Antimicrobial mouth rinses are very effective in eliminating the bacteria in the oral cavity (e.g. chlorhexdine 0.2%, Listerine etc), hydrogen peroxide in 1:4 dilution also eliminates the anaerobes within the oral cavity.
Treat every dental caries, periodontal disease, infections and other identifiable dental problems responsible for the odour
Drugs causing halitosis could be discussed with the physician to have alternatives
Avoid all odour producing foods or adjust to suit need
Stop smoking is only the cure for odour caused by smoking
Treat all systemic disorders responsible for halitosis e.g diabetes, URTI, gastrointestinal diseases.
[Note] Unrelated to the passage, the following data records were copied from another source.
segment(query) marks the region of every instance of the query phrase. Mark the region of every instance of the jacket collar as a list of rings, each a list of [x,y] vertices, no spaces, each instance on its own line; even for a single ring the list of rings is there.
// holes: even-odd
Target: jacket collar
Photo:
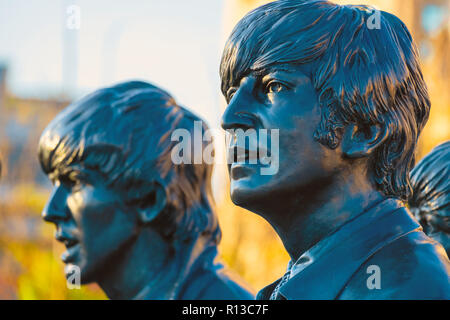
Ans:
[[[386,199],[311,248],[314,262],[280,287],[279,293],[288,300],[335,299],[375,252],[418,228],[400,201]]]

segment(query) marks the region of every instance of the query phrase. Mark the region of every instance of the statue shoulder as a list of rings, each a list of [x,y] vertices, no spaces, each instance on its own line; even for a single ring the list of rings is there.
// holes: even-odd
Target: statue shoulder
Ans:
[[[372,255],[339,299],[450,299],[450,262],[422,231],[410,232]]]

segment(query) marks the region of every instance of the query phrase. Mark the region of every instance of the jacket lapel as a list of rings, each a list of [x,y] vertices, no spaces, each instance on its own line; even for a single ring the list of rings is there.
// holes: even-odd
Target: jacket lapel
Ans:
[[[375,252],[418,228],[399,201],[385,200],[332,234],[320,257],[283,285],[280,294],[288,300],[336,299]]]

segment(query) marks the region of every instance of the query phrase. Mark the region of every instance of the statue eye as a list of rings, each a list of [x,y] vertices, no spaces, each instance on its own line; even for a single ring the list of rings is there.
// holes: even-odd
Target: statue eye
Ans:
[[[266,86],[266,93],[278,93],[285,89],[285,86],[279,82],[271,81]]]
[[[58,180],[62,185],[66,186],[68,188],[72,188],[76,184],[76,181],[74,181],[69,176],[61,176],[61,177],[59,177]]]
[[[72,171],[59,177],[61,184],[68,188],[76,189],[85,183],[84,176],[78,171]]]
[[[234,88],[234,87],[228,89],[228,91],[227,91],[227,100],[228,100],[228,102],[231,101],[231,99],[233,98],[233,96],[234,96],[234,94],[236,93],[236,91],[237,91],[237,89]]]

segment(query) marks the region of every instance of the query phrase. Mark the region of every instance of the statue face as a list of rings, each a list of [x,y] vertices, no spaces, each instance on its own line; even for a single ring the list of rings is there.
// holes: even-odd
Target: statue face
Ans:
[[[235,204],[258,212],[260,205],[276,203],[286,192],[314,192],[309,187],[329,178],[339,165],[337,152],[314,139],[320,106],[301,66],[249,74],[239,86],[228,90],[227,100],[229,105],[222,118],[224,129],[279,129],[276,174],[262,175],[260,162],[235,161],[229,165]],[[276,142],[270,143],[273,149]]]
[[[93,282],[126,252],[136,234],[136,216],[98,173],[77,167],[63,171],[49,175],[54,188],[42,216],[56,225],[55,237],[67,248],[61,256],[66,276],[75,265],[81,283]]]

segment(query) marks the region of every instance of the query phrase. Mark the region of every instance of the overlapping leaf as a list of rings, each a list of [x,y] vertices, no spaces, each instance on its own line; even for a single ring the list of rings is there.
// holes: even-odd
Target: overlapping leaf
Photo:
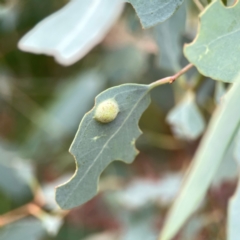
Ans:
[[[31,239],[41,240],[47,236],[41,221],[35,218],[26,218],[9,224],[0,229],[1,240]]]
[[[205,120],[192,92],[187,92],[182,101],[169,112],[167,122],[178,138],[194,140],[203,133]]]
[[[200,16],[196,39],[184,53],[205,76],[233,82],[239,71],[240,3],[225,7],[221,0],[213,1]]]
[[[240,131],[235,141],[234,157],[238,165],[238,174],[240,168]],[[239,218],[240,218],[240,180],[238,181],[238,187],[235,195],[229,202],[228,205],[228,225],[227,225],[227,236],[228,240],[238,240],[240,236]]]
[[[167,21],[154,28],[159,46],[159,64],[169,71],[179,71],[183,44],[181,39],[185,30],[186,6],[182,6]]]
[[[161,240],[170,240],[203,199],[240,124],[240,77],[215,112],[190,166],[182,191],[170,210]]]
[[[44,19],[19,42],[23,51],[71,65],[98,44],[122,12],[122,0],[75,0]]]
[[[128,0],[136,10],[144,28],[164,22],[179,8],[184,0]]]
[[[96,97],[95,107],[82,119],[70,148],[77,170],[73,178],[56,191],[61,208],[73,208],[91,199],[97,193],[100,174],[112,161],[131,163],[134,160],[135,140],[141,133],[138,121],[150,103],[148,91],[147,85],[125,84]],[[94,114],[96,107],[107,99],[118,103],[119,113],[114,121],[103,124],[94,119]]]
Constant sipping of water keeps the mouth moist; chewing of sugar free chewing gums could also be effective.
Regular dental visits
A chat with the psychologist could help in cases where psychogenic halitosis is suspected
Conclusion:
Although malodour has varying ranges of causes, careful assessment of the various local and systemic causes could help us arrive at a definite solution. Where a systemic cause is inferred, it may be necessary to involve the medical specialist in the management of the patient.
As clinicians we should not be quick to conclude that halitosis is psychological.